If you don't want to use Guava, it's not too difficult to build your own collector that's more-or-less equivalent. A PriorityQueue is quite a useful for this purpose. Here's a first cut at it:

static <T> Collector<T,PriorityQueue<T>,List<T>> topK(int k, Comparator<? super T> comp) {
    return Collector.of(
        () -> new PriorityQueue<>(k+1, comp),
        (pq, t) -> {
            pq.add(t);
            if (pq.size() > k)
                pq.poll();
        },
        (pq1, pq2) -> {
            pq1.addAll(pq2);
            while (pq1.size() > k)
                pq1.poll();
            return pq1;
        },
        pq -> {
            int n = pq.size();
            @SuppressWarnings("unchecked")
            T[] a = (T[])new Object[n];
            while (--n >= 0)
                a[n] = pq.poll();
            return Arrays.asList(a);
        },
        Collector.Characteristics.UNORDERED);
}

This uses a PriorityQueue as an intermediate data structure. As elements are added, the smallest element is trimmed off when the queue exceeds k in size. At the end, the elements are pulled from the queue and put into a list in reverse order, so the resulting list is sorted highest to lowest.

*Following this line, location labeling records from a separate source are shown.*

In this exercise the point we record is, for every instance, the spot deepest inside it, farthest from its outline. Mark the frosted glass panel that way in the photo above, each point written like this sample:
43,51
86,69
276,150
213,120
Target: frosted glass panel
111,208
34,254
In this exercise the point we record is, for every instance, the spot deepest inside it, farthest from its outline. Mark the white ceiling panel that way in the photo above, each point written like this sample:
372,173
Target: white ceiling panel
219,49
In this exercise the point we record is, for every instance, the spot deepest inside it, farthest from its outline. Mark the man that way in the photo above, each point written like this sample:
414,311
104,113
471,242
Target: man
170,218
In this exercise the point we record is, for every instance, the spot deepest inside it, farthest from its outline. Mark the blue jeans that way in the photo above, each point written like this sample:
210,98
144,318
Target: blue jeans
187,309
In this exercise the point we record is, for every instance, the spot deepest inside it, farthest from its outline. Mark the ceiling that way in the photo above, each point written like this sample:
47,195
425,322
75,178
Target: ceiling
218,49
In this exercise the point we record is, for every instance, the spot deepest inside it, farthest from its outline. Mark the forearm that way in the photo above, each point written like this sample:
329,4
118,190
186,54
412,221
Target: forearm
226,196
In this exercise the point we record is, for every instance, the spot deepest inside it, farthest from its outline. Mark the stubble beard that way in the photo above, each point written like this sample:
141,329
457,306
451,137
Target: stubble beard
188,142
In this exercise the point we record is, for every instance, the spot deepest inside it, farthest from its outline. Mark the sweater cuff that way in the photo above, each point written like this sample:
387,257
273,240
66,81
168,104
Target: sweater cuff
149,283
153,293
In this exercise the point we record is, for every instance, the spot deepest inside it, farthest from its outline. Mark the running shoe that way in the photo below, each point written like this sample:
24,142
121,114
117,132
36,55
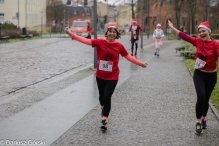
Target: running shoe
103,126
204,125
198,129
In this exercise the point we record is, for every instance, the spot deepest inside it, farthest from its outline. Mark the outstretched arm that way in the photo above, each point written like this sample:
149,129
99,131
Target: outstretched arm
78,38
135,61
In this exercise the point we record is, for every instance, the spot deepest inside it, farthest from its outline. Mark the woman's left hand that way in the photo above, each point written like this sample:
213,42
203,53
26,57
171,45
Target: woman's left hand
144,65
67,30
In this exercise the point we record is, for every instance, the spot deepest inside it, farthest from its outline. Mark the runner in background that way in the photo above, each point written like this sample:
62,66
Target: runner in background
107,73
135,30
158,34
205,75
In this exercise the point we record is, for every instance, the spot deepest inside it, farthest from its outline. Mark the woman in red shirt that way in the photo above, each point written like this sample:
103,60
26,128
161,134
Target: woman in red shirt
107,73
205,75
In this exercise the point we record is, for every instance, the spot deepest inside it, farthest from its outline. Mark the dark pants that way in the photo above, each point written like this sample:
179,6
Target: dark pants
204,85
106,89
136,45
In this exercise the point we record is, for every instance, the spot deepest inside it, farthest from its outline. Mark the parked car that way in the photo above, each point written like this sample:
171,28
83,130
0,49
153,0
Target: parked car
122,30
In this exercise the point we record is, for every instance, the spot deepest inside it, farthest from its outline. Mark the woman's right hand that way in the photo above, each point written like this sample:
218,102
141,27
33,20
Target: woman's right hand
170,24
67,30
144,65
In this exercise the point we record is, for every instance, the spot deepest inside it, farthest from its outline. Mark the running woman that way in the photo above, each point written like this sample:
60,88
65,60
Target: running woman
135,29
158,34
107,73
205,75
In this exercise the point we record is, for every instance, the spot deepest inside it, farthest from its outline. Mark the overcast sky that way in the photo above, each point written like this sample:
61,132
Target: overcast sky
116,1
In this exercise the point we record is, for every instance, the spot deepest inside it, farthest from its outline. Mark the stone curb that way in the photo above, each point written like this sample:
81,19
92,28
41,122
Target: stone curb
215,111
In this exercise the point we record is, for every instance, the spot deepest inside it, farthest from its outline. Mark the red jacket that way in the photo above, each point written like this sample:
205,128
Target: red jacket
136,35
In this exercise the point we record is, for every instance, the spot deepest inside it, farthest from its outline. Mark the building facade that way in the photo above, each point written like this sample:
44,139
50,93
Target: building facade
153,20
124,15
32,13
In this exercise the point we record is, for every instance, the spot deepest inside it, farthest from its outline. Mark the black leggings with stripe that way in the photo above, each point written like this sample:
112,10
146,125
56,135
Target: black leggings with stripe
106,89
204,85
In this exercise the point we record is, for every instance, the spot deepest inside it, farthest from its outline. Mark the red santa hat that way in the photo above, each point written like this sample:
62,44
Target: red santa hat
205,25
112,25
134,21
158,25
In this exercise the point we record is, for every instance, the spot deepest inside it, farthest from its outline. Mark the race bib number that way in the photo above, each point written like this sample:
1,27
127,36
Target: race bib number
106,65
199,63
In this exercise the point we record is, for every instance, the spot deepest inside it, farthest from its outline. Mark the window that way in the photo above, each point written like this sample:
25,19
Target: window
2,18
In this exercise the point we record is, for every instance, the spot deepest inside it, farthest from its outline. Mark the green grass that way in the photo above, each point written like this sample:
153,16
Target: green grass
215,94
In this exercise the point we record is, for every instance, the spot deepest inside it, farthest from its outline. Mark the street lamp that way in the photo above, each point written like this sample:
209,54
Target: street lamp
153,14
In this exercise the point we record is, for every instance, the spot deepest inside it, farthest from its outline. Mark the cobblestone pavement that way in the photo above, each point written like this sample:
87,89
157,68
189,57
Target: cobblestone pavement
155,106
27,63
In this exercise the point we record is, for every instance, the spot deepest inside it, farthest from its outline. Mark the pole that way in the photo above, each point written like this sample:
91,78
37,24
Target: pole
64,18
18,15
148,18
168,19
95,32
160,10
153,16
41,26
141,24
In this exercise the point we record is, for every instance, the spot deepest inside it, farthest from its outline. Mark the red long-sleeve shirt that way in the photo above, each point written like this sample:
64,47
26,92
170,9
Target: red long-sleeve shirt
207,51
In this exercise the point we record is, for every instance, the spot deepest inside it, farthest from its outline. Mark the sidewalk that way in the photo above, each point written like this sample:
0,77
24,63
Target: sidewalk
152,106
155,106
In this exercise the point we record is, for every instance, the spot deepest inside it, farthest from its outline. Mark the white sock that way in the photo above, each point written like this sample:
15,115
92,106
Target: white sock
199,120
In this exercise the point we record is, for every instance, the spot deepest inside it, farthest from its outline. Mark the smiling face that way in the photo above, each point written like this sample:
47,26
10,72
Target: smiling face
111,34
204,34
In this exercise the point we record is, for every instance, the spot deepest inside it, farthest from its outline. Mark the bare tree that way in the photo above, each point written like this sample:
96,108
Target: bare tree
55,11
178,7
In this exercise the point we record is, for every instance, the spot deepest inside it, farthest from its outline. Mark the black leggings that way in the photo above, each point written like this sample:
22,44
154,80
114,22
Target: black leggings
204,85
106,89
136,45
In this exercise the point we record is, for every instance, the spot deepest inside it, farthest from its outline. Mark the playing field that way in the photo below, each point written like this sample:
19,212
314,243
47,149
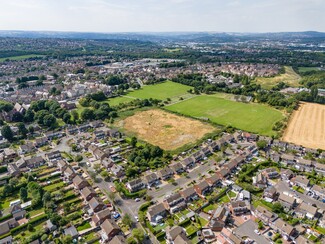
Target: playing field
22,57
307,126
160,91
250,117
164,129
290,77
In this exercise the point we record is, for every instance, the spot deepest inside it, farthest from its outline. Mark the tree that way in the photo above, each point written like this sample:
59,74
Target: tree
22,129
138,234
49,120
133,142
126,220
87,114
111,196
261,144
75,115
7,133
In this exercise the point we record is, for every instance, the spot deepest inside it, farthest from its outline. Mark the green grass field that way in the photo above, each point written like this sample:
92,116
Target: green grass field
305,69
290,77
22,57
160,91
251,117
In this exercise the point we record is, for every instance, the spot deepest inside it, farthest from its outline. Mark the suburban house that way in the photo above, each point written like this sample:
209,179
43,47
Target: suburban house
39,142
270,192
319,191
109,229
287,159
304,165
270,173
188,163
69,173
214,180
240,207
301,181
175,203
219,218
177,168
88,193
156,213
286,201
173,232
306,210
96,204
135,185
283,228
320,168
189,194
202,189
265,215
79,182
286,174
99,217
151,179
260,181
165,173
52,156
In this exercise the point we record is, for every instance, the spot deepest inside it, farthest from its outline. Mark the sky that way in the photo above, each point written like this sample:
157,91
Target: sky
163,15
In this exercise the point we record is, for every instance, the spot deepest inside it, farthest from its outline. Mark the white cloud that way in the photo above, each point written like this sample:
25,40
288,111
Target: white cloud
163,15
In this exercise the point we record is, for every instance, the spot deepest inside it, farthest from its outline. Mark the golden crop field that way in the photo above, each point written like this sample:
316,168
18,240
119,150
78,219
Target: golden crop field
307,126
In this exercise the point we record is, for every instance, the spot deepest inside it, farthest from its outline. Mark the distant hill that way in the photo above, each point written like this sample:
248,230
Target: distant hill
164,36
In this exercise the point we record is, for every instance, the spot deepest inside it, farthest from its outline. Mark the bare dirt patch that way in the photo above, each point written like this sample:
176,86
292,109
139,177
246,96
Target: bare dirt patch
166,130
307,126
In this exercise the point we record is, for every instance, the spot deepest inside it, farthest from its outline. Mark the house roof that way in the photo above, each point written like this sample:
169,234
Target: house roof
156,209
188,192
280,224
174,231
287,199
308,208
109,225
72,231
118,239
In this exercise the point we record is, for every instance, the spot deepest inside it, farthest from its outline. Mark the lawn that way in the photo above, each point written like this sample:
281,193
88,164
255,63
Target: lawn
22,57
210,207
306,69
56,186
298,189
257,118
160,91
84,226
224,199
290,77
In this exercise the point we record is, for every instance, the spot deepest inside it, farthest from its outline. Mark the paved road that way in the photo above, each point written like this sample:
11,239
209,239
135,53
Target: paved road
284,187
181,182
247,229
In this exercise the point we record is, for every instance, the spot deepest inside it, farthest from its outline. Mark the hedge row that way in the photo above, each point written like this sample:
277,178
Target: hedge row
34,221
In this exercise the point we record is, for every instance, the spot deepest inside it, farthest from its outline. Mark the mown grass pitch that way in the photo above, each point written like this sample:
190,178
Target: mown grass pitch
250,117
160,91
290,77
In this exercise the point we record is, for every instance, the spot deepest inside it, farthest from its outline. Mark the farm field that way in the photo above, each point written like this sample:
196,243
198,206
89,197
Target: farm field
22,57
290,77
160,91
306,69
251,117
164,129
307,126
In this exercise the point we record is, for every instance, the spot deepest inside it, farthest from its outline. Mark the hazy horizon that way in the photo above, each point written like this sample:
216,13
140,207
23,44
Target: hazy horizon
152,16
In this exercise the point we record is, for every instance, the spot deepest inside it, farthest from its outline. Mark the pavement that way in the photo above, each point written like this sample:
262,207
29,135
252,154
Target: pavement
284,187
248,229
169,188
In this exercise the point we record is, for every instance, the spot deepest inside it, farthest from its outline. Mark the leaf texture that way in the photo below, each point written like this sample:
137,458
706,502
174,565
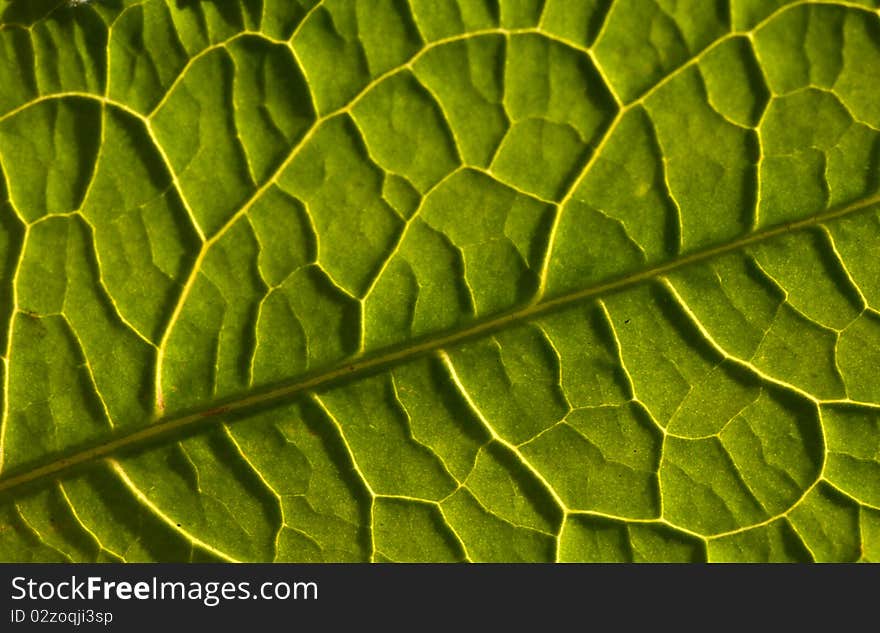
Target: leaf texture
440,280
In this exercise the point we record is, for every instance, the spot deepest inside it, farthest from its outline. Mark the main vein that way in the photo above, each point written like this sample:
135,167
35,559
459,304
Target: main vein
168,427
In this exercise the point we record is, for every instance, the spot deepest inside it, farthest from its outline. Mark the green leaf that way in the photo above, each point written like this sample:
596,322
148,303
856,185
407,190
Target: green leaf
485,280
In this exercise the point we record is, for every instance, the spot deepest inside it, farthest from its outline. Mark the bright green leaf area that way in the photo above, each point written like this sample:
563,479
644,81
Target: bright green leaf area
440,280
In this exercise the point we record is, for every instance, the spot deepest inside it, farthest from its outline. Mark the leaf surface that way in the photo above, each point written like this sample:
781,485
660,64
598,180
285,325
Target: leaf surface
440,280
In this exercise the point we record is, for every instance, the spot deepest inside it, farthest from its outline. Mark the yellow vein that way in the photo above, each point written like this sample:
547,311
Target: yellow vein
217,411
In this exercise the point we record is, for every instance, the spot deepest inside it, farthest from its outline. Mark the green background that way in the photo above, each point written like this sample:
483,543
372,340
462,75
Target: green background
440,280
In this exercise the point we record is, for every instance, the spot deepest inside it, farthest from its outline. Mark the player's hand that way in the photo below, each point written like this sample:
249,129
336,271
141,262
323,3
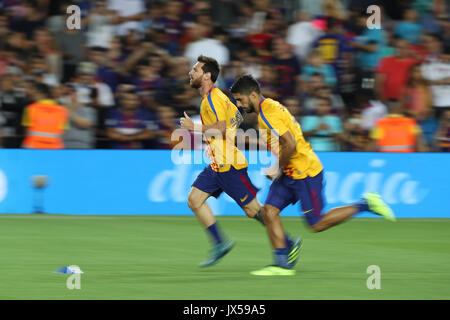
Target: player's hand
187,123
273,173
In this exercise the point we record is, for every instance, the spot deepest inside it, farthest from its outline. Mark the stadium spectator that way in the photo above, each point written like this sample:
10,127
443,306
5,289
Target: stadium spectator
443,133
204,43
127,124
354,137
101,23
417,99
436,70
82,122
315,65
287,66
130,12
72,45
396,133
369,49
302,35
294,107
324,129
12,101
408,28
333,46
392,73
268,81
324,92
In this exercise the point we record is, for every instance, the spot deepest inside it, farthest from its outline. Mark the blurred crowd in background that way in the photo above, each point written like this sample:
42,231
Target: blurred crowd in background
123,76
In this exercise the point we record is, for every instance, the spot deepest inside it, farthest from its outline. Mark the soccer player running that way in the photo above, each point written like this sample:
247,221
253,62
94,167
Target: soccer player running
298,176
228,168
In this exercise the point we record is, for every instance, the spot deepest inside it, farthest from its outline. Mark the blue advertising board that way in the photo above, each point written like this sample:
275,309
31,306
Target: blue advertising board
137,182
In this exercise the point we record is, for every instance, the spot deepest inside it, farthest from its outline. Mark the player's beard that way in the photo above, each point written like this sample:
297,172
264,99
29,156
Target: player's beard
195,83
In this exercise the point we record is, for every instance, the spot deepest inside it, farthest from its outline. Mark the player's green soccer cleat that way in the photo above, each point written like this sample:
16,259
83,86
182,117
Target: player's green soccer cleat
273,271
378,206
217,252
294,251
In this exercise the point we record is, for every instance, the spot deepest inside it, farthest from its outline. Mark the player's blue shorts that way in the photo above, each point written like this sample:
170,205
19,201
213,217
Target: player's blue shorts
308,191
235,183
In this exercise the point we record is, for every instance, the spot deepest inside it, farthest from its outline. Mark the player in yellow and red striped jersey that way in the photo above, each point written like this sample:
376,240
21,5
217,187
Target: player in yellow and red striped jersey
227,171
298,176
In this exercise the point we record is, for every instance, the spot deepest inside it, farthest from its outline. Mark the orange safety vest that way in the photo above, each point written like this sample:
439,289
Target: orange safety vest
46,122
397,134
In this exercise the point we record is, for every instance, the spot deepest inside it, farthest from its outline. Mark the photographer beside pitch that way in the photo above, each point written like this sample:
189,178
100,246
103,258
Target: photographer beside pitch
297,177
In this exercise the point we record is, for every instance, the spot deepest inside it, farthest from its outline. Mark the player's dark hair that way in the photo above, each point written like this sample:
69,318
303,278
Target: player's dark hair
245,84
210,65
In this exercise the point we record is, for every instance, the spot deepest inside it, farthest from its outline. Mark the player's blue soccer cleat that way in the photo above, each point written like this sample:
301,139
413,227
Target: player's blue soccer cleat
273,271
378,206
217,252
294,250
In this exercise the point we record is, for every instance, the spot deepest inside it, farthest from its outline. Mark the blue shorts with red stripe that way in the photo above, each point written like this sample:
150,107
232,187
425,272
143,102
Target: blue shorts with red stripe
235,183
308,191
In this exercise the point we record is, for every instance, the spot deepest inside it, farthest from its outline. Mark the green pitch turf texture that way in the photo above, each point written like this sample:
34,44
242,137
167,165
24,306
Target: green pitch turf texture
156,257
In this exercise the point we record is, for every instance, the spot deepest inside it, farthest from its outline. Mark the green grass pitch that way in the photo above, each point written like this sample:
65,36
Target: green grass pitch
156,257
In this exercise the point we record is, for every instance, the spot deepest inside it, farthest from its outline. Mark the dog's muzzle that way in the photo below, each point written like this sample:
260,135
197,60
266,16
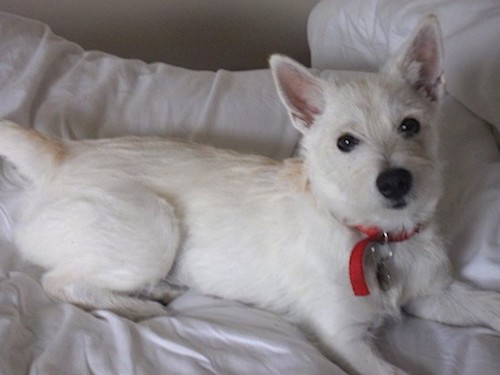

For example, given a List<Integer> containing

[920, 203, 880, 321, 181, 623, 496, 576, 854, 323,
 339, 100, 795, 165, 857, 935, 555, 648, 837, 975]

one can do

List<Integer> out = input.stream()
                         .collect(topK(5, Comparator.naturalOrder()));

resulting in

[979, 936, 890, 875, 831]

As an aside, it's possible to create a map comparator much more simply by using the combinator methods in the Comparator class. For example, suppose your input looks like this:

    List<Map<String, String>> input =
        List.of(Map.of("name", "map1", "timestamp", "00017"),
                Map.of("name", "map2", "timestamp", "00192"),
                Map.of("name", "map3", "timestamp", "00001"),
                Map.of("name", "map4", "timestamp", "00072"),
                Map.of("name", "map5", "timestamp", "04037"));

You can easily sort the maps by timestamp like this:

    input.stream()
         .sorted(Comparator.comparing(map -> map.get("timestamp")))
         .forEach(System.out::println);

Or collect them into a list, or sort-in-place using sort(comparator), or whatever. You can reverse the sort by doing:

    input.stream()
         .sorted(Comparator.comparing(map -> map.get("timestamp"), Comparator.reverseOrder()))
         .forEach(System.out::println);

The output of the latter will then be:

{name=map5, timestamp=04037}
{name=map2, timestamp=00192}
{name=map4, timestamp=00072}
{name=map1, timestamp=00017}
{name=map3, timestamp=00001}


回答2:

Use a sorted Stream:

List<HashMap<String, String>> newestImages = 
    imageList.stream()
             .sorted(new MapComparator(Function.KEY_TIMESTAMP, "dsc"))
             .limit(100)
             .collect(Collectors.toList());

However, this will require processing all the elements in your List. You can't avoid that if you want sorted output.